The US just laid out its plans for the future of space and took a big shot at China’s ambitions in the process.
The head of the Chinese lunar exploration program recently described space like it was the South China Sea, an area Beijing has seized with force and militarized after wrecking the environment to build new islands.
The US is the only power strong enough to stop Beijing in the South China Sea — or in space.
Space is full of chokepoints and strategic locations that China could pin down and establish control of.
The US is locked in fight to maintain an edge on China to keep space free and open.
When Vice President Mike Pence set forth the US’s vision for the future of space exploration and combat, he took a not-so-subtle shot at China, signaling a coming space race between the world’s two biggest powers.
First, Pence brought up a 2007 Chinese shooting down of its own satellite as a “highly provocative demonstration of China’s growing capability to militarize space” (but the US has satellite-killing missiles too).
But the real dig at China that hints at the future of space conflict came in more subtle fashion.
“While other nations increasingly possess the capability to operate in space, not all of them share our commitment to freedom, to private property, and the rule of law.
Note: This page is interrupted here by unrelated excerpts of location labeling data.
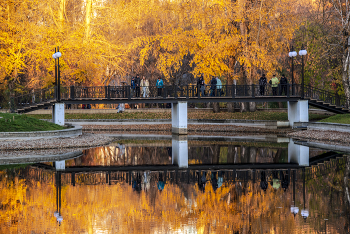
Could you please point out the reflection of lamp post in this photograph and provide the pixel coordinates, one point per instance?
(57, 213)
(302, 53)
(57, 56)
(294, 209)
(292, 54)
(304, 212)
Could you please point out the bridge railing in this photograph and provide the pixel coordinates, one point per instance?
(326, 96)
(172, 91)
(33, 98)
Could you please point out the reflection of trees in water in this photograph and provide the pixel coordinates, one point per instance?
(119, 156)
(29, 197)
(216, 154)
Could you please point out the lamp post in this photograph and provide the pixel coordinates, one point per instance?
(302, 53)
(292, 54)
(57, 56)
(304, 212)
(294, 209)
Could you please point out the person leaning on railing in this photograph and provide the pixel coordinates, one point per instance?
(274, 84)
(160, 86)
So as we continue to carry American leadership in space, so also will we carry America’s commitment to freedom into this new frontier,” Pence said.
Pence also mentioned Russia, but one of the “other” nations at the top of Pence’s mind is China, where space exploration has boomed and Beijing has already started talking about celestial bodies as if they’re a birthright.
Here’s Ye Peijian, the head of the Chinese lunar exploration program, last year:
“The universe is an ocean, the moon is the Diaoyu Islands, Mars is Huangyan Island. If we don’t go there now even though we’re capable of doing so, then we will be blamed by our descendants. If others go there, then they will take over, and you won’t be able to go even if you want to. This is reason enough.”
Ye’s mention of the Diaoyu Islands, which the Japanese also claim and contest, and the Huangyan Island, which the Philippines also claim and contest, recall Beijing’s behavior in the South China Sea, where it has discarded international law in favor of its own strength and power to intimidate.
China unilaterally, and in violation of international law, claims 90% of the South China Sea, a massively resource-rich shipping lane and maritime chokepoint. It has heavily militarized artificial islands it built there at tremendous cost to the environment. If Beijing locked down the South China Sea, it could consolidate much of Asia’s live blood under the de-facto control of its authoritarian government.